Fine-grained Vegetation Segmentation in Complex Urban Park Environments Using a Deeply Supervised Parallel SegFormer
Keywords: UAV imagery, RGB images, vegetation species, semantic segmentation, urban park, SegFormer
Abstract. Accurate vegetation mapping in complex urban environments is essential for ecological monitoring, biodiversity assessment, and sustainable park management. However, fine-grained vegetation segmentation remains challenging because of the high diversity of plant species, overlapping canopies, and the interference of artificial objects. To address these challenges, a deeply supervised parallel architecture based on the SegFormer backbone was proposed in this paper.

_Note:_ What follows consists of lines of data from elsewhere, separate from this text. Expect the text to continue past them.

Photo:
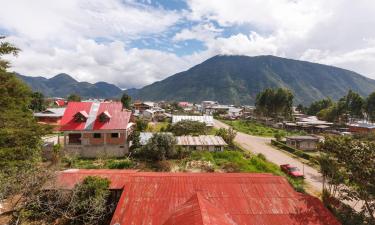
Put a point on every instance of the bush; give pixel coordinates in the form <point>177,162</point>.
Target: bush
<point>187,127</point>
<point>120,164</point>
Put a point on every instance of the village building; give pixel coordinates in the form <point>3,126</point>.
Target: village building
<point>204,198</point>
<point>361,127</point>
<point>208,120</point>
<point>306,143</point>
<point>142,106</point>
<point>93,129</point>
<point>202,143</point>
<point>51,116</point>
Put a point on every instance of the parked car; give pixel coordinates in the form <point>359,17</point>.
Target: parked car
<point>291,171</point>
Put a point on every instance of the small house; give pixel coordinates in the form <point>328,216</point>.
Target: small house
<point>202,142</point>
<point>93,129</point>
<point>51,116</point>
<point>307,143</point>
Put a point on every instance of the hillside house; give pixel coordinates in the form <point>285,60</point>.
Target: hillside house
<point>51,116</point>
<point>204,198</point>
<point>306,143</point>
<point>142,106</point>
<point>208,120</point>
<point>93,129</point>
<point>361,127</point>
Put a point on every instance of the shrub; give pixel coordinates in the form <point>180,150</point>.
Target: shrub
<point>120,164</point>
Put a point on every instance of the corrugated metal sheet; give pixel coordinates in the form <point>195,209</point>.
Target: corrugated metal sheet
<point>207,198</point>
<point>201,140</point>
<point>119,118</point>
<point>208,120</point>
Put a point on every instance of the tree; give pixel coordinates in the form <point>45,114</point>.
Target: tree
<point>5,49</point>
<point>20,134</point>
<point>370,107</point>
<point>74,98</point>
<point>126,101</point>
<point>274,103</point>
<point>37,102</point>
<point>228,135</point>
<point>350,162</point>
<point>317,106</point>
<point>187,127</point>
<point>86,203</point>
<point>141,125</point>
<point>161,146</point>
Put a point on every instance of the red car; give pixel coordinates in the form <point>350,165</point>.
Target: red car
<point>291,170</point>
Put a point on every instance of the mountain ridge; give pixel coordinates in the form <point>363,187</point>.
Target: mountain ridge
<point>234,79</point>
<point>62,85</point>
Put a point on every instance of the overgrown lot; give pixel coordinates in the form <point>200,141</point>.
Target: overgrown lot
<point>257,129</point>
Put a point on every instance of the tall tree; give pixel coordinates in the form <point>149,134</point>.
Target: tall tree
<point>74,98</point>
<point>274,103</point>
<point>126,101</point>
<point>370,107</point>
<point>37,102</point>
<point>20,134</point>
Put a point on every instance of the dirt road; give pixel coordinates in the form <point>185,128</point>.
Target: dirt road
<point>261,145</point>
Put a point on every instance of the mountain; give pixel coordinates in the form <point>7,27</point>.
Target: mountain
<point>237,80</point>
<point>63,85</point>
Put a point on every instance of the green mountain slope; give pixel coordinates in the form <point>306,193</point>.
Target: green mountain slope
<point>237,80</point>
<point>63,85</point>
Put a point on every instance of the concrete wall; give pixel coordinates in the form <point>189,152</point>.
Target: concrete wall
<point>105,146</point>
<point>303,144</point>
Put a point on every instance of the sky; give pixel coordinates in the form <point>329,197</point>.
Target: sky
<point>133,43</point>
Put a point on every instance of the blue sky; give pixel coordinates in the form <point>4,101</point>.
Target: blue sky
<point>133,43</point>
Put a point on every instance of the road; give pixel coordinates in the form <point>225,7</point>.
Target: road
<point>262,145</point>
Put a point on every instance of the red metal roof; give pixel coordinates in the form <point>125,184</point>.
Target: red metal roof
<point>206,198</point>
<point>118,120</point>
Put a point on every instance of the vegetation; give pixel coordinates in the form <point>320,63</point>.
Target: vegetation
<point>87,203</point>
<point>160,147</point>
<point>37,102</point>
<point>228,135</point>
<point>348,171</point>
<point>187,127</point>
<point>20,134</point>
<point>126,101</point>
<point>274,103</point>
<point>74,98</point>
<point>257,129</point>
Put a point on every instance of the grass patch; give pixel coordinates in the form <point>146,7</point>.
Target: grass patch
<point>239,161</point>
<point>258,129</point>
<point>157,127</point>
<point>99,163</point>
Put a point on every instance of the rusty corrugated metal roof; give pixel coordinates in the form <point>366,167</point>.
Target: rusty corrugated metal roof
<point>223,198</point>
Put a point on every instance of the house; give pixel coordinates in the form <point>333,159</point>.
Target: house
<point>60,102</point>
<point>202,143</point>
<point>361,127</point>
<point>93,129</point>
<point>307,143</point>
<point>142,106</point>
<point>51,116</point>
<point>235,112</point>
<point>153,114</point>
<point>204,198</point>
<point>208,120</point>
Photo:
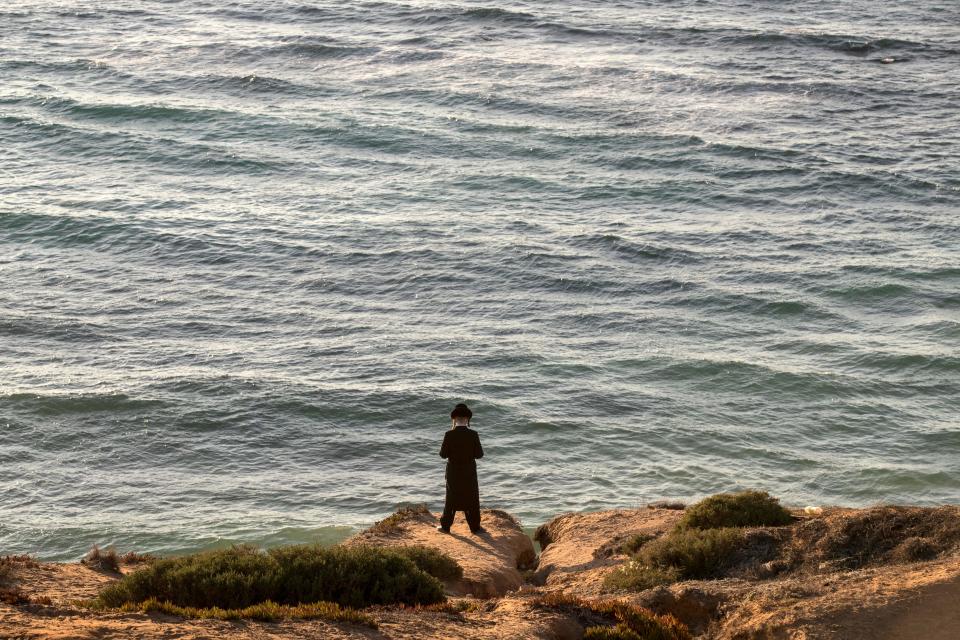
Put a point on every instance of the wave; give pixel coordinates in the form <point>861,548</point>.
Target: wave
<point>62,405</point>
<point>634,251</point>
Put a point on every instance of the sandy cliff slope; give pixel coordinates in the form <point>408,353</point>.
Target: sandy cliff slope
<point>869,574</point>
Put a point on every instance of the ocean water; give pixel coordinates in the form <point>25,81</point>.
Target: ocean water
<point>253,252</point>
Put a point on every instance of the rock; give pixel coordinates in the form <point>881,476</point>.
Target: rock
<point>491,561</point>
<point>575,545</point>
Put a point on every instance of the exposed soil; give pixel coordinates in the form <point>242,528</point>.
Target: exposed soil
<point>869,574</point>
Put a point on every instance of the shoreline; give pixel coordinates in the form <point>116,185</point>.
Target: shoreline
<point>899,586</point>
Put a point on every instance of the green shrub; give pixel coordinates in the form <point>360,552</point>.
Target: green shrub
<point>632,544</point>
<point>265,611</point>
<point>635,576</point>
<point>745,509</point>
<point>619,617</point>
<point>619,632</point>
<point>693,553</point>
<point>244,576</point>
<point>433,561</point>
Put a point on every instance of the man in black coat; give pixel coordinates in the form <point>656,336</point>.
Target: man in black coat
<point>461,447</point>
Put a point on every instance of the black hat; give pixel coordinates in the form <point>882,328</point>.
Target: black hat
<point>461,411</point>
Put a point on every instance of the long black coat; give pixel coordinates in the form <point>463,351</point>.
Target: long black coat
<point>461,447</point>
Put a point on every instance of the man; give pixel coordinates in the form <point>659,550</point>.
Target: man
<point>461,447</point>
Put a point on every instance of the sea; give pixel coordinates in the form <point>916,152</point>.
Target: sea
<point>252,252</point>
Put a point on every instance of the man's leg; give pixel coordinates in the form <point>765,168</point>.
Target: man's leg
<point>446,519</point>
<point>473,518</point>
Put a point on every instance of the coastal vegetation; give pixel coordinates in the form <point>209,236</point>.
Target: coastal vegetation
<point>744,534</point>
<point>268,611</point>
<point>244,581</point>
<point>744,509</point>
<point>704,543</point>
<point>615,619</point>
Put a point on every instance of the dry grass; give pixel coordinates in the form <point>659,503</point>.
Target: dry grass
<point>102,559</point>
<point>881,535</point>
<point>608,616</point>
<point>264,611</point>
<point>13,596</point>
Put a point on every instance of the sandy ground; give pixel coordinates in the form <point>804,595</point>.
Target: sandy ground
<point>491,561</point>
<point>912,601</point>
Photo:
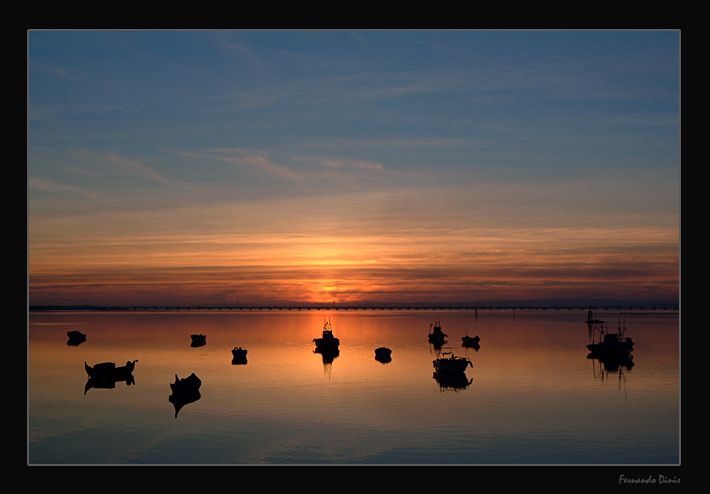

The model incorporated a SegFormer-ASPP-low-level (SAL) head, which fused high-level semantic representations, multi-scale contextual information, and low-level spatial details through a parallel decoding mechanism. Two auxiliary heads, a pyramid pooling module (PSP) and a fully convolutional network (FCN), were added to provide deep supervision and improve the recognition of blurred boundaries and rare categories. High-resolution UAV imagery was used to perform fine-grained semantic segmentation of 17 vegetation categories. The dataset included multiple tree species as well as non-tree classes such as Nelumbo sp. (lotus) and dead trees. Experimental results showed that our model achieved a mean intersection over union (mIoU) of 73.57%, outperforming architectures such as SegFormer-b1, DeepLab v3+, ConvNeXt and SCTNet. Visual analysis further demonstrated the model’s robustness in complex urban park scenes, showing superior boundary delineation, improved recognition of small and spectrally similar species, and resilience to interference from artificial objects like plastic lawns and landscape lighting. The proposed approach offers valuable insights for precision forestry, ecological monitoring, and intelligent UAV-based remote sensing applications.